La plainte est donc mal fondée dans la faible mesure où elle a conservé un objet.

3. La procédure de plainte est gratuite (art. 20a al. 2 ch. 5 LP et art. 61 al. 2 let. a OELP) et il ne peut être alloué aucuns dépens dans cette procédure (art. 62 al. 2 OELP).

 

* * * * *


PAR CES MOTIFS,
La Chambre de surveillance :

A la forme :

Déclare recevable la plainte formée le 1er décembre 2022 par A______ et B______ contre le procès-verbal de saisie établi le 17 novembre 2022 dans la poursuite n° 2______.

Au fond :

La rejette.

Siégeant :

Monsieur Patrick CHENAUX, président; Madame Natalie OPPATJA et Monsieur Mathieu HOWALD, juges assesseurs, juges assesseurs; Madame Christel HENZELIN, greffière.

 

Le président :

Patrick CHENAUX

 

La greffière :

Christel HENZELIN

 

 

 

 

 

 

Voie de recours :

Le recours en matière civile au sens de l’art. 72 al. 2 let. a de la loi sur le Tribunal fédéral du 17 juin 2005 (LTF; RS 173.110) est ouvert contre les décisions prises par la Chambre de surveillance des Offices des poursuites et des faillites, unique autorité cantonale de surveillance en matière de poursuite pour dettes et faillite (art. 126 LOJ). Il doit être déposé devant le Tribunal fédéral, 1000 Lausanne 14, dans les dix jours qui suivent la notification de l'expédition complète de la présente décision (art. 100 al. 1 et 2 let. a LTF) ou dans les cinq jours en matière de poursuite pour effets de change (art. 100 al. 3 let. a LTF).

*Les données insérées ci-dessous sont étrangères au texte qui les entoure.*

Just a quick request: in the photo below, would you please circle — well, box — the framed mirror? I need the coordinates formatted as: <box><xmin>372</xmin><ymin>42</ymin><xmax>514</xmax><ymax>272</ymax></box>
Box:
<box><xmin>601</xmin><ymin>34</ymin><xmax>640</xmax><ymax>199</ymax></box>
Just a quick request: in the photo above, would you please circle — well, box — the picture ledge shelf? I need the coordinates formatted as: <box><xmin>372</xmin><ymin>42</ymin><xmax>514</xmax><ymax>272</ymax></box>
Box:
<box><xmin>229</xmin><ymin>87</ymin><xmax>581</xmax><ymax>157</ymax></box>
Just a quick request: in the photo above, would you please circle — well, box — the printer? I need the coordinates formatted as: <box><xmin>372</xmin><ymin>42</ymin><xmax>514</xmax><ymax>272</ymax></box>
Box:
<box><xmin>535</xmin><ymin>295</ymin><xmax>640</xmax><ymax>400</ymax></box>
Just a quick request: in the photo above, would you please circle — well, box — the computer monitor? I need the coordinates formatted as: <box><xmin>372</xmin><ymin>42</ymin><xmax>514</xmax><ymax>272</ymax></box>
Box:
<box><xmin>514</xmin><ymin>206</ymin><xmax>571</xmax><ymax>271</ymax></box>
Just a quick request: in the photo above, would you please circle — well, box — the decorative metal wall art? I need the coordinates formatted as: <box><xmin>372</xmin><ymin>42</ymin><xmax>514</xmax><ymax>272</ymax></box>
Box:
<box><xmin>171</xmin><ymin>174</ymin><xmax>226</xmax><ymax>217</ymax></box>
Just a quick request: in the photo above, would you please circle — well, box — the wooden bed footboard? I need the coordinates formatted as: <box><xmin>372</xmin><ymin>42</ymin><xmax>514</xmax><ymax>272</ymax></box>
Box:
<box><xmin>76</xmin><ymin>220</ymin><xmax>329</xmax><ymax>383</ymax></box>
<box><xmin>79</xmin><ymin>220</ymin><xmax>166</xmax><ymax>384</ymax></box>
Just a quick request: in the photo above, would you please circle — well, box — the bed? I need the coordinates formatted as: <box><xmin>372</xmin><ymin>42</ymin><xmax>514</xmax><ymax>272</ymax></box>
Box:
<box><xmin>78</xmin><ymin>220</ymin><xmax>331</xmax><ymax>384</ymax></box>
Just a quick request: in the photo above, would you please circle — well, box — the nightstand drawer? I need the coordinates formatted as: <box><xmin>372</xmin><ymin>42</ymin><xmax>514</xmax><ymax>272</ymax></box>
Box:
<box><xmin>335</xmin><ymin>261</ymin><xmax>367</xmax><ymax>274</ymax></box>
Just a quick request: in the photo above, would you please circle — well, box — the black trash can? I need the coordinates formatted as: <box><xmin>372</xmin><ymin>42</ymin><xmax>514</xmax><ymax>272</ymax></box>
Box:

L’art. 119 al. 1 LTF prévoit que si une partie forme un recours ordinaire et un recours constitutionnel, elle doit déposer les deux recours dans un seul mémoire. Le recours doit être rédigé dans une langue officielle, indiquer les conclusions, en quoi l'acte attaqué viole le droit et les moyens de preuve, et être signé (art. 42 LTF).

Le recours doit être adressé au Tribunal fédéral, 1000 Lausanne 14.